Between 2011-16, our compounded annual growth rate increased 12% but emissions increased 4%. This means India is growing while reducing its emissions intensity. We are on track to achieving a 35% reduction in intensity by 2030. However, we must recognise that India is already in the middle of a climate crisis. At CEEW, we are preparing the first climate risk atlas. We have released the first instalment that looks at climate over the past 50 years. That shows 75% of India’s districts are now hotspots for extreme climate events such as droughts, floods, cyclones. In 40% districts, flood prone regions are becoming drought prone and vice versa. Secondly, emissions intensity reduction while very good is not the same as emissions reduction. The bulk of our reduction has come from energy efficiency programmes. We still see key sectors, such as iron and steel, where emissions are rising quite rapidly. We need to do a lot more, in our own interest, in decarbonising industry, transport and cities. We can’t make steel with solar power but [we] can make it with hydrogen. That’s theoretically possible and technologically being tried out in Sweden and Japan. Given that steel, ammonia, cement comprise 74% of our industrial emissions, we have to think of ways to move away from coking coal. This is where the National Hydrogen Mission will be critical. We will be making steel and cars in 2040 but could face high tariff barriers when we export, if our sources of fuel are not clean. So we must think strategically.
Hydro power is considered part of the renewable energy mix. However, in light of the disaster in Uttarakhand, questions are being raised on the role of dams. What’s the future for hydropower?
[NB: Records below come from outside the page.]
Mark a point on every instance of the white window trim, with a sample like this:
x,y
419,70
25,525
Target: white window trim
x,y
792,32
It was only two years ago that large hydropower projects (above 25 MW) started to be considered as renewable energy. I think we should be going back to the earlier definition where only the smaller hydropower plants were considered renewable energy. Hydropower was considered a relatively clean source of energy because it provided baseload energy just like thermal and nuclear power plants. The gestation period for hydropower plants is very long. Without storage, there is no question that solar and wind are the cheapest sources of power in the country now. The older hydropower plants are in operation because of the way power purchase agreements were signed, with States often forced to buy from inefficient plants. In future, we have to think if hydropower can compete with solar-plus-storage and it’s very much possible that the latter will be cheaper than a new hydropower plant. On the other hand, even smaller hydropower plants are in fragile ecosystems and will still be a challenge. But it is not enough to just see them as damaging to the ecosystem. We need to demonstrate that there are alternative avenues that can bring in real investment and create local jobs. We know on paper that solar power has the largest employment generation potential but what is the plan for a small State in the Himalayas to achieve that?
We see the per-unit cost of solar power falling. However, are we anywhere close to an inflection point — and if not, why not — of solar power becoming a much bigger component of our energy mix?
I don’t think we are anywhere near such a point. There are three additional drivers: financial, technological and new markets. We can still shave off a few paise from improving financial contracts and the implementing of them, involving the government and industries. While most of the investment has gone to large solar parks, the solar rooftop market is relatively untapped. There are also solar irrigation pumps, urban microgrids, etc. These are niche markets not being exploited at all. We must be able to offer our market as a test bed for new batteries and storage technologies, like we are doing with vaccines. We’ve developed one vaccine here but we are the factory for the other vaccine, and that makes us relevant to the global market. So could we be the factory for 5-6 battery technologies?